Before Prozac is a pretty dense book, primarily because there are literally hundreds of drugs that have been used and/or are being used by psychiatrists today (or as of 2008 when the book was written). A chart of all the drugs mentioned in the book takes up several pages. Shorter's thesis, however, is quite simply stated: The effectiveness of psychotropic drugs has steadily declined since the 1950s. This is due primarily to two, maybe three, causes: (1) The FDA has a policy that the patent on a drug expires after 20 years. After that, generics are allowed, and that means that the drug company which originally marketed the drug loses interest in promoting it, even if it has been very effective. (2) When a drug company conducts clinical trials to bring a new drug on the market, FDA requires that it conduct those trials against a placebo, not against an existing drug of a similar type.
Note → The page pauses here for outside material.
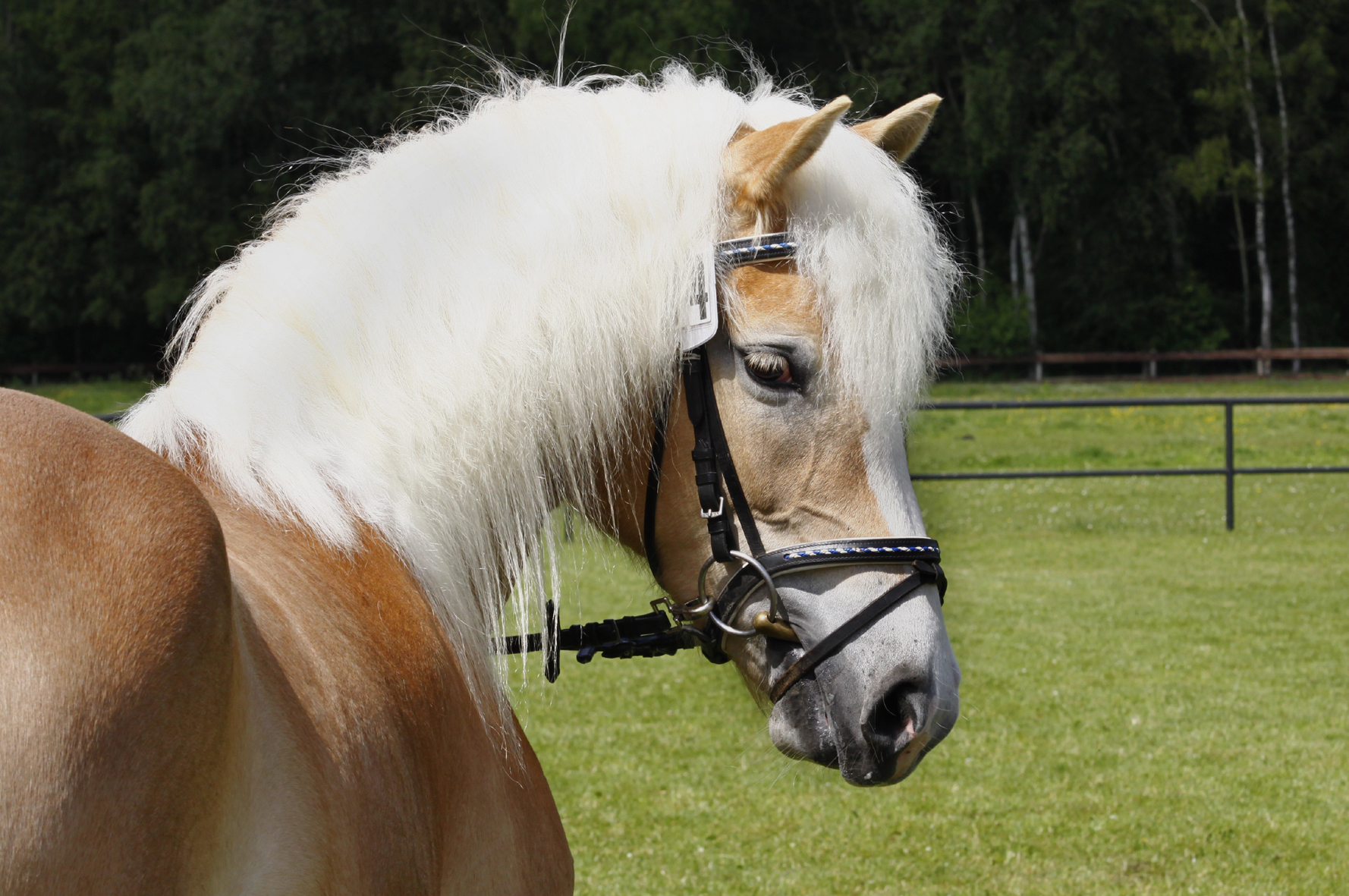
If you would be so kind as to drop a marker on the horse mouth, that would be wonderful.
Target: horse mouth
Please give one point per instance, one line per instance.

So,  if a new drug works better than a sugar pill, it is registered by the FDA and the drug company promotes it, even if it is far less effective than the one whose patent just expired. And (3) the academic community has largely supported these policies. And thus the decline in the effectiveness of drugs.  In a word, he believes that Prozac is not as effective as some earlier drugs that have disappeared from the market.

These are obviously controversial assertions. I'm not sure yet how to evaluate them, or whether I even can make an independent evaluation of them. But they certainly are interesting and they deal with a very important issue in our society.

Prof. Edward Shorter
"A social historian of medicine and clinical science, Professor Shorter has published widely in this field, including histories of obstetrics and gynaecology (Women’s Bodies), the doctor-patient relationship (Doctors and Their Patients), psychosomatic illness (From Paralysis to Fatigue), and sexuality (Written in the Flesh: A History of Desire). He is also the author of Partnership for Excellence: Medicine at the University of Toronto and Academic Hospitals (2013), which traces the evolution of Toronto’s academic health science network. Since 1991 Shorter’s primary appointment has been in the Faculty of Medicine, where he holds the Jason A. Hannah Chair in the History of Medicine. Since then he has emerged as an internationally recognized historian of psychiatry and the author of numerous books on the evolution of the discipline, including A History of Psychiatry (1997); Before Prozac (2009); and How Everyone Became Depressed (2013). In 1996 he was cross-appointed as a Professor of Psychiatry. His latest book, The Madness of Fear: A History of Catatonia (2018), co-written with Dr. Max Fink, provides an accurate understanding of the symptoms and treatments for an illness that has long been hidden under other diagnoses."  

                                                 -- from the University of Toronto website where Shorter is a professor.